Move own-solver/SKILL.md to own-solver/

022a14c verified 13 days ago

11.5 kB

name: neurogolf-solver
description: >-
  Build and improve an ONNX model generator for the NeuroGolf Championship
  (Kaggle). Produces 400 tiny ONNX models (opset 17, IR 8, input/output
  [1,10,30,30] one-hot float32) for ARC-AGI tasks. Scoring = max(1, 25 - ln(MACs
  + memory_bytes + params)). Lower cost = higher score. Use this skill whenever
  working on this competition, debugging submission failures, or starting a
  fresh session.

NeuroGolf Solver

Development Methodology: The Closed-Loop

Research → Design → Experiment → Analyze → Research → ...

Rule: Loop until we have a CONFIRMED increase in arc-gen validated score.

Phase	What	Exit Criteria
Research	Read papers, understand theory, find what works in similar regimes	Have a testable hypothesis with cited evidence
Design	Write MINIMAL code to test the hypothesis	Code is <200 lines, focused on ONE feature
Experiment	Run on representative task sample (≥20 tasks, or all 400 if cheap)	Full arc-gen validation completed
Analyze	Compare with/without feature.

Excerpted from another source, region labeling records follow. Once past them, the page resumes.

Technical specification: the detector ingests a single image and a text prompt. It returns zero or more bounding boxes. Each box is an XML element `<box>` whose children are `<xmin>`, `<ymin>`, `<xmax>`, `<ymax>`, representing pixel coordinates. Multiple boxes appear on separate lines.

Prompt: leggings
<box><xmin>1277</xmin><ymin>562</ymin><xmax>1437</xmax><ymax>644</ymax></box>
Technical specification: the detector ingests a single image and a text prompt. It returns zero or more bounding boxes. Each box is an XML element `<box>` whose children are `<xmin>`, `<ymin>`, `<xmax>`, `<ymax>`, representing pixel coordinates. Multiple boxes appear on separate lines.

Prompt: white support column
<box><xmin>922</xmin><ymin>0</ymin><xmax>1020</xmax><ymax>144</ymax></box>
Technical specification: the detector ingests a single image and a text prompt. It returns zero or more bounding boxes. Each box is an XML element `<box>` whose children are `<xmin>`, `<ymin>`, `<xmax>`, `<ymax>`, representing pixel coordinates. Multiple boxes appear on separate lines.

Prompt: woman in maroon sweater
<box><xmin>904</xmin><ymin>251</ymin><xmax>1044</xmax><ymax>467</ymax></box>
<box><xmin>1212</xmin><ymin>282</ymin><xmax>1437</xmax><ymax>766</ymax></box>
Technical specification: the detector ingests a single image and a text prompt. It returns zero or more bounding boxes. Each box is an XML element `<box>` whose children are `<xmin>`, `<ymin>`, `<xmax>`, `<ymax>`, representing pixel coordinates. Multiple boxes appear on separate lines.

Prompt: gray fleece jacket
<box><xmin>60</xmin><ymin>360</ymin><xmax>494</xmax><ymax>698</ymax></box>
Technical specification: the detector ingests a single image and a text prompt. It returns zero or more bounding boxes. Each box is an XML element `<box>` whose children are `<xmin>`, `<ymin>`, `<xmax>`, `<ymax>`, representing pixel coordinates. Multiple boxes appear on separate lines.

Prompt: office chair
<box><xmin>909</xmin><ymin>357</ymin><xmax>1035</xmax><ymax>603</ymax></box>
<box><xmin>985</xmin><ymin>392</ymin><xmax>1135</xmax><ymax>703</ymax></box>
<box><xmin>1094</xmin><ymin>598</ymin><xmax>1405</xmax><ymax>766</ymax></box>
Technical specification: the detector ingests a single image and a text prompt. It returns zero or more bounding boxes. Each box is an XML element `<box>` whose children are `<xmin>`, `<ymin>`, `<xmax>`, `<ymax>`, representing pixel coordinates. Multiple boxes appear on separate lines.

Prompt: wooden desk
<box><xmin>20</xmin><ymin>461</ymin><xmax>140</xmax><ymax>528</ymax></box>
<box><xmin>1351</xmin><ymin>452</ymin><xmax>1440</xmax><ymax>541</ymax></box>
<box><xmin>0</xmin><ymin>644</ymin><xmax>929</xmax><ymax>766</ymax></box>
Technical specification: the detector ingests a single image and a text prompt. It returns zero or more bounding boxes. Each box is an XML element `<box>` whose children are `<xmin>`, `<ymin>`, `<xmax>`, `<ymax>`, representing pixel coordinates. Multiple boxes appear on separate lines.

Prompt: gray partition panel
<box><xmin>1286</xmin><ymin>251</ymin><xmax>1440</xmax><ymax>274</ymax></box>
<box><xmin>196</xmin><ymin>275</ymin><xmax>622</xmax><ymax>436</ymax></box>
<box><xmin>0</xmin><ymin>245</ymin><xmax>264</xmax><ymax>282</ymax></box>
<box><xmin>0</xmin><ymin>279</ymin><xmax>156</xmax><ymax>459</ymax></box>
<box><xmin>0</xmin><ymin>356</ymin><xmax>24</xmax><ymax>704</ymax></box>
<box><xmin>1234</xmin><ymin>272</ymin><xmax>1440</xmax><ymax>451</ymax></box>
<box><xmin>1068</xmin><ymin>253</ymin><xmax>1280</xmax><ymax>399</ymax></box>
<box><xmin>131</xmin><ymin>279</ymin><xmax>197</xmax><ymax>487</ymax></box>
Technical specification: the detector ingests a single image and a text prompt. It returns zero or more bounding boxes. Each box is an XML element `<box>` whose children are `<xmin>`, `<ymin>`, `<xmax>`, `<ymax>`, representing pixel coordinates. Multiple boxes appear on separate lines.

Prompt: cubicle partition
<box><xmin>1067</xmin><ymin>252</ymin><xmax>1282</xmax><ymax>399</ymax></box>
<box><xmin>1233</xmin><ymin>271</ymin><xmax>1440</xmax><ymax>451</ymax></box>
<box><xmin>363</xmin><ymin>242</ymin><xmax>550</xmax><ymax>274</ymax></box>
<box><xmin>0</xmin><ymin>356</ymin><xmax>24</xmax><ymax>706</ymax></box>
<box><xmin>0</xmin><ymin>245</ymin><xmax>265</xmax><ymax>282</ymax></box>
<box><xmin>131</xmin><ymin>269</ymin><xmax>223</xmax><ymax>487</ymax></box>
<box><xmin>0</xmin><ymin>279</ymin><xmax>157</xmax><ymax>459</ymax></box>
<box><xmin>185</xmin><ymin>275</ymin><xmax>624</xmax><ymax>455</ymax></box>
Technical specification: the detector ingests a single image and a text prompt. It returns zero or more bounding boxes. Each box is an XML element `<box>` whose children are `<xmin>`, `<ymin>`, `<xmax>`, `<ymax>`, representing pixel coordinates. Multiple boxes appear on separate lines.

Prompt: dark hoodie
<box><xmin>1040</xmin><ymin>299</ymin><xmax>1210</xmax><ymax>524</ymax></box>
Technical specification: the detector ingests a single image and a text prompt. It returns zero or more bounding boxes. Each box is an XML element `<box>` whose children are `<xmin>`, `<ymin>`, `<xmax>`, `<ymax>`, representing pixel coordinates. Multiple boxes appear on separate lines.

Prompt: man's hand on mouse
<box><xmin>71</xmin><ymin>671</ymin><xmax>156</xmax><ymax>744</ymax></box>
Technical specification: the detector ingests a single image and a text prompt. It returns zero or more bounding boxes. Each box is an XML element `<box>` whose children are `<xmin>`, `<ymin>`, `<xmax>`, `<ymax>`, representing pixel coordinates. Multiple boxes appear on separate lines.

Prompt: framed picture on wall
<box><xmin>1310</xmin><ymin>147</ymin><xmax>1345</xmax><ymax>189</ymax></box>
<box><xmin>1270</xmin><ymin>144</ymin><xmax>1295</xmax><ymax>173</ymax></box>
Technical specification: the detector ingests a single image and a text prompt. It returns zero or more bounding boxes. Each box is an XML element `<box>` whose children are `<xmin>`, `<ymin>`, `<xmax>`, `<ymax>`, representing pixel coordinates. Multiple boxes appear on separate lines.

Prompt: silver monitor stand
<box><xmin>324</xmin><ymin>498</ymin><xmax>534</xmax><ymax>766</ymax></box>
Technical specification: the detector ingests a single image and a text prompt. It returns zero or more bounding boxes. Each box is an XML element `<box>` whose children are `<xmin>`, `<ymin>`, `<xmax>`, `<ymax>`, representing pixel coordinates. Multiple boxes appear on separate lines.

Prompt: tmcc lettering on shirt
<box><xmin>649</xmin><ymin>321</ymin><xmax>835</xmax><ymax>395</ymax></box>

Measure: tasks solved, arc-gen survival, total score	Data shows >10% improvement in arc-gen survival rate OR total score
Research	If failed: why? Read more papers. If succeeded: can we combine with other wins?	Next hypothesis ready

Critical rules:

NEVER write >200 lines without running them first
NEVER claim a feature "works" until arc-gen validated on ≥20 tasks
NEVER upload code to repo that hasn't been validated
Theory from papers is NOT proof for our data — always test
If a feature shows no improvement after testing, DELETE it — don't leave dead code
Make surgical edits to individual files — NEVER rewrite the entire codebase in one shot

Quick Reference

Repo: rogermt/neurogolf-solver
Current version: v5.2 — 52 solved, ~710 score, est LB ~1058
Previous best on Kaggle: v4.3 — 50 arc-gen-validated tasks, est LB ~670
Kaggle runtime: 12 hours for submission
Target: 3000+ LB (our own solver, no blending)
Detailed history, mistakes, analysis: see LEARNING.md
Roadmap & experiment queue: see TODO.md

1. Competition Rules

Item	Value
Input/Output	`"input"`/`"output"` float32 `[1,10,30,30]` one-hot
Opset	17 (IR 8). Opset 10 also accepted on Kaggle
Max .onnx file size	1.44 MB per ONNX file (not submission zip)
Static shapes	All tensors and parameters must have statically-defined shapes
Banned ops	Loop, Scan, NonZero, Unique, Script, Function
Scoring	`max(1.0, 25.0 - ln(MACs + memory + params))` per task
Tasks	All 400 count. There are NO excluded tasks. Unsolved = 1.0 pt.
Validation	Models checked against train + test + arc-gen (ALL splits)
Submission	`submission.zip` with `task001.onnx`–`task400.onnx` + optional `submission.csv`

2. ARC-GEN Data — THE Critical Factor

A model that passes train+test but fails arc-gen scores ZERO on Kaggle.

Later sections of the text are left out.